In Europe, Fitterling said, operating rates are improving, energy costs are coming down, and Dow was able to turn a profit in the first quarter of this year. He credited the company’s low costs compared to competitors in the region. The firm plans to enhance this advantage by upgrading its cracker in Terneuzen, the Netherlands, to process more liquefied petroleum gas, a cheaper raw material than the naphtha prevalent in the region.

Fitterling did acknowledge that regional demand is a risk to his company in Europe, particularly if costs weigh on automotive and other industrial customers. “If the demand moves away to some other low-cost region, then I think we have to continue to take a look at that footprint,” he said.

Some $800 million of the additional earnings Dow anticipates by 2030 will come from projects it has already completed, such as expansions of its alkoxylates and specialty amines capacity in the US and Europe. Dow expects to reap another $1.2 billion from near-term investments, including the restart of an ethylene oxide plant in Plaquemine, Louisiana, and new alkoxylation capacity in Terneuzen and Seadrift, Texas.

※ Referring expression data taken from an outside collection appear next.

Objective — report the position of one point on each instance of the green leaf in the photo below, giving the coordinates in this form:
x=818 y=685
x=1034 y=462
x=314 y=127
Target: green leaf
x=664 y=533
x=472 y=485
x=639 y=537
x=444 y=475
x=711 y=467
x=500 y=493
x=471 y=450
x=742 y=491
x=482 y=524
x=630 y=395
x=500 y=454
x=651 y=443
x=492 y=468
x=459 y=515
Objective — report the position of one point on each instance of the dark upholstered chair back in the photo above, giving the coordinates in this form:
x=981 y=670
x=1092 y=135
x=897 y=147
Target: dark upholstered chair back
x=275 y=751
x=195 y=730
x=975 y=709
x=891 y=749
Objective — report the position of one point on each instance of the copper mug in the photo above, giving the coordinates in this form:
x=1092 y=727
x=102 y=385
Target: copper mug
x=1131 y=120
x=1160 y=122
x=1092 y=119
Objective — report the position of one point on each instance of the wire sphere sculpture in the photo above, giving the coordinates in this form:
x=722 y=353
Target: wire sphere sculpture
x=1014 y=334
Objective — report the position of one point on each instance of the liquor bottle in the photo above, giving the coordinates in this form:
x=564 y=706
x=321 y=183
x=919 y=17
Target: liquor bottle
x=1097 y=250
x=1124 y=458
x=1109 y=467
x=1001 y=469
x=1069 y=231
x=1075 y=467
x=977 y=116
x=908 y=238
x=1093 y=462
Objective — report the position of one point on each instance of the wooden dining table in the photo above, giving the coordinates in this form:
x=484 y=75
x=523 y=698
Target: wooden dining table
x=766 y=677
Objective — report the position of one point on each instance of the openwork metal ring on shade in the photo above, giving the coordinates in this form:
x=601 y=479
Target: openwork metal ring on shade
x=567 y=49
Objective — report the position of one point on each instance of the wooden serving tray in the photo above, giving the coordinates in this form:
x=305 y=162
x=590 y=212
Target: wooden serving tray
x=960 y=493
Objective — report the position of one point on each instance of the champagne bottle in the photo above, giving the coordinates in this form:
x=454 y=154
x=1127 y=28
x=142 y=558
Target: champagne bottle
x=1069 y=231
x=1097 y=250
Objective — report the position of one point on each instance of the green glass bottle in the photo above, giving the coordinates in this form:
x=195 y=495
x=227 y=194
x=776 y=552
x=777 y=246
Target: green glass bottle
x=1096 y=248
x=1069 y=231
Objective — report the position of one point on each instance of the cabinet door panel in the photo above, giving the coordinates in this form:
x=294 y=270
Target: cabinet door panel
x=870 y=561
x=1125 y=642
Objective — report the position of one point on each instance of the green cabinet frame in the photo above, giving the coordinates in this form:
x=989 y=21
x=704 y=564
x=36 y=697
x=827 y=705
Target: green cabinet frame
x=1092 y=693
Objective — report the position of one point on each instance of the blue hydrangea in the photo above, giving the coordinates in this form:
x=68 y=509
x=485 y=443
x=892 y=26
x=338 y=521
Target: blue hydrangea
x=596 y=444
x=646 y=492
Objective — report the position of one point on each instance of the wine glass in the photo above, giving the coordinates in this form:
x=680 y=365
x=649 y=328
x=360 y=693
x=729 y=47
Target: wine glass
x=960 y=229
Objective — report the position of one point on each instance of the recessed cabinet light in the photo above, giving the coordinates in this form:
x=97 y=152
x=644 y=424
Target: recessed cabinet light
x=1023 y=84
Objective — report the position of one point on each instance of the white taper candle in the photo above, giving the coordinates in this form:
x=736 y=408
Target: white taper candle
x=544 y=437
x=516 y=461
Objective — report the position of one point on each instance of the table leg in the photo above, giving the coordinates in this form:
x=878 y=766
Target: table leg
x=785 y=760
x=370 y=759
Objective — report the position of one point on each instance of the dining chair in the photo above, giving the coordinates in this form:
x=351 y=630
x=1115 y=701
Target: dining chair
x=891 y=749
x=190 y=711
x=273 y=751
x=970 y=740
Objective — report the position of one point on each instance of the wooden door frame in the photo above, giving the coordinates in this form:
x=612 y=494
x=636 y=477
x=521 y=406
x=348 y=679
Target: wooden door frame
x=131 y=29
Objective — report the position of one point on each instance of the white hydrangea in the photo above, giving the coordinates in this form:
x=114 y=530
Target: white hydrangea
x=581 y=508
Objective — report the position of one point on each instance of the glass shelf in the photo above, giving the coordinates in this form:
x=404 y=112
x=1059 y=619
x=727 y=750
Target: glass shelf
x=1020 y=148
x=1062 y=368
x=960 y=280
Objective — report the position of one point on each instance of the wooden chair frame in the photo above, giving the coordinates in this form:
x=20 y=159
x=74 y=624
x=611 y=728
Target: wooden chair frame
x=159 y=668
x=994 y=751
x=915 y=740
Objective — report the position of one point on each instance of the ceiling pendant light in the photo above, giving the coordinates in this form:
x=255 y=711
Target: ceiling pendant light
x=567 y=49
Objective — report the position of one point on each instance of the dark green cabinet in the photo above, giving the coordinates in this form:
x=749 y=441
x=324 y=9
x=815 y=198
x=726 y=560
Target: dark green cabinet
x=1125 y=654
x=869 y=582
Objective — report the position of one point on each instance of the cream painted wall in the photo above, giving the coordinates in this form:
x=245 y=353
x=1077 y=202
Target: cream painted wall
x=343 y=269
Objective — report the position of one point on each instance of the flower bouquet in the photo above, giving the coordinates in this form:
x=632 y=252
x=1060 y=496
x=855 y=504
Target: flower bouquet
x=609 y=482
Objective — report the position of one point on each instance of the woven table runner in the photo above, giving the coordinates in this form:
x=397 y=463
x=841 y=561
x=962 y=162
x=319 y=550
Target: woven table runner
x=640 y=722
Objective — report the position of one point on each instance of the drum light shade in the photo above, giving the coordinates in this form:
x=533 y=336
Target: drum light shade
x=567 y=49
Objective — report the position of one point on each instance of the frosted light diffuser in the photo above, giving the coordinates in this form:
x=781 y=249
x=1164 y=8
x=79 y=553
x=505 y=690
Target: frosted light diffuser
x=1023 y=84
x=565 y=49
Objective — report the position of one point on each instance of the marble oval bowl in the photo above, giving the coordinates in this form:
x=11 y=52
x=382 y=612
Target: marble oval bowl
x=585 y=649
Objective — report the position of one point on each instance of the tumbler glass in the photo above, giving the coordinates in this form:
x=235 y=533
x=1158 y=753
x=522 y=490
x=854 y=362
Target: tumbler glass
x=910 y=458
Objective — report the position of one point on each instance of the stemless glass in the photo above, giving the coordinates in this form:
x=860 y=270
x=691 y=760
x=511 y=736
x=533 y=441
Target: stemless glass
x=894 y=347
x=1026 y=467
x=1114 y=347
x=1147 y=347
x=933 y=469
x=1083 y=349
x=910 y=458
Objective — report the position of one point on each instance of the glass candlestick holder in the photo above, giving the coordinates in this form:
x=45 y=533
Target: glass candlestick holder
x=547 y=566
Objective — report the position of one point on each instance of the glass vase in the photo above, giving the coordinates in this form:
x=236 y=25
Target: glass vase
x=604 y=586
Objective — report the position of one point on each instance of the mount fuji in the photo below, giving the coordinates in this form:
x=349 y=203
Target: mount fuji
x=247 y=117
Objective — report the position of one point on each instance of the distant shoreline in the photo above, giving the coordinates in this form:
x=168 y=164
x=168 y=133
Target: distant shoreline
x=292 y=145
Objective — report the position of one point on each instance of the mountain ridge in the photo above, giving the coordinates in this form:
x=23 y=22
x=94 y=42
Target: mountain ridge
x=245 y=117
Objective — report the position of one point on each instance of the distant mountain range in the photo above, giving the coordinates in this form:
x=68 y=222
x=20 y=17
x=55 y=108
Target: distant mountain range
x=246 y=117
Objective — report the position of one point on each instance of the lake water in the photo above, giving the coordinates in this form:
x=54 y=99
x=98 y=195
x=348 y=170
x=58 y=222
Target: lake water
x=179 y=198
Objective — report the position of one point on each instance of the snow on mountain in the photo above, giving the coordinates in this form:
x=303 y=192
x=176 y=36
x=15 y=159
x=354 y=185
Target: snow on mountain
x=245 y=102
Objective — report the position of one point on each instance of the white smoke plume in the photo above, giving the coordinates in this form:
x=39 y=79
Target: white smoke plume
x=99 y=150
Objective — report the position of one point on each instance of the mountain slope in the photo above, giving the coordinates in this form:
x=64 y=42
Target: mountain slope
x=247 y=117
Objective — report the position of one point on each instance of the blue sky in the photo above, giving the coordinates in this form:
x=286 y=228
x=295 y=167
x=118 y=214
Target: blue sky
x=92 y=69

UBS stock analyst Joshua Spector says a lot of Dow’s potential upside lies outside of its control. “We believe Dow is making many of the right investments but remain less certain on the timing of the turn in the cycle for a number of Dow’s product markets,” he wrote in a note to clients after the presentation. In its core polyethylene business, Spector wrote, Dow needs stronger demand recovery, higher oil prices, and more plant closures across the industry if it is to see a big increase in profits over the next 12 to 18 months.

Much of Dow’s additional earnings will come from low-carbon and recycled plastics, according to the company’s presentation. Notably, Dow expects $1 billion in new earnings from its $6.5 billion Path2Zero project in Fort Saskatchewan, Alberta.

The furnaces for the ethylene cracker complex it is building there will be fueled by hydrogen produced from cracker off-gases in an autothermal reformer. The carbon dioxide emissions from this process will be captured and stored underground. As it completes the new cracker, the company will install the carbon capture system on its existing facilities in Fort Saskatchewan.

In all, the project will yield 2 million metric tons (t) per year of low-carbon polyethylene. Not included in the $1 billion of projected new earnings is the premium this polyethylene could command in the marketplace as customers look to reduce their own carbon footprints.

Dow expects sales of packaging materials made from recycled resins to yield another $500 million in new earnings. The company aims to sell 3 million t per year of recycled and renewable resins by 2030.

To this end, Dow unveiled several initiatives at the investor event. The company announced that it would procure 65,000 t per year of pyrolysis oil from a plastics recycling plant that Freepoint Eco-Systems is planning for Eloy, Arizona. That plant, expected to be completed in 2026, will process 90,000 t of postconsumer plastics per year.

Dow also intends to form a partnership with SCG Chemicals to develop mechanical and chemical recycling facilities in Thailand. The partners aim to process 200,000 t per year of waste plastic by 2030.

Deutsche Bank analyst David Begleiter thinks Dow’s sustainable investment strategy is ahead of its competitors. “The company is well positioned for the market’s shift to low emissions and circular solutions,” he wrote to clients. “This is akin to, in the words of hockey legend Wayne Gretzky, skating to where the puck is going to be, not where it has been.”